AI-generated summary

Updated

Third Coast Bancshares Approves Amended Incentive Plan; Elects Directors

What Happened

  • On May 21, 2026, Third Coast Bancshares, Inc. announced that shareholders approved an Amended and Restated Third Coast Bancshares, Inc. 2019 Omnibus Incentive Plan (the “Restated Plan”) at the company’s annual meeting.
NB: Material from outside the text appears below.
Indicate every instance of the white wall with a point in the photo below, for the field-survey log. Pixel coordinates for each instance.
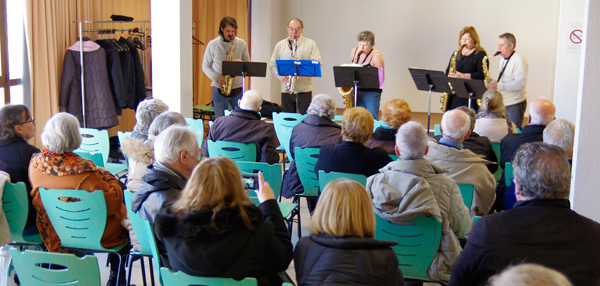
(418, 34)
The board had previously approved the Restated Plan on April 16, 2026. The Restated Plan amends and restates the company’s 2019 Omnibus Incentive Plan and the full text is attached as Exhibit 10.1 to the 8-K.
  • At the same meeting, shareholders elected the company’s slate of directors (Class A and Class C) and ratified the appointment of Whitley Penn LLP as the independent registered public accounting firm for 2026.

Key Details

  • Restated Plan changes include: an increase of 375,000 shares reserved for issuance; new minimum vesting requirements; prohibitions on repricing of stock options/stock appreciation rights and on reload options; modifications to treatment of dividends and stock splits for restricted stock; and other administrative changes.
  • Restated Plan vote: For 9,639,839; Against 532,053; Abstain 37,550; Broker Non‑Vote 1,724,820.
  • Director election vote totals (For / Against / Abstain / Broker Non‑Vote):
    • Bart O. Caraway (Class A): 6,752,912 / 3,428,330 / 28,200 / 1,724,820
    • Clint Greenleaf (Class A): 10,105,813 / 77,273 / 26,356 / 1,724,820
    • Tony Scavuzzo (Class A): 7,393,715 / 2,788,029 / 27,698 / 1,724,820
    • Mary Stich (Class A): 6,611,160 / 3,570,082 / 28,200 / 1,724,820
    • Jeffrey A. Wilkinson (Class C): 10,029,555 / 136,185 / 43,702 / 1,724,820
  • Auditor ratification vote: Whitley Penn LLP ratified with For 11,859,647; Against 29,563; Abstain 45,052.

Why It Matters

  • The 375,000‑share increase and expanded equity award authority create potential dilution and may affect share count and future compensation expense; investors should watch for future equity grants and disclosures that will show actual dilution and expense impact.
  • Plan changes that ban repricing and reload options and add minimum vesting are governance features that reduce certain shareholder risks associated with option repricing and immediate reuse of options.
  • Board elections maintained the incumbent slate, so no immediate change to board composition or oversight; auditor ratification confirms continuity in external audit for 2026.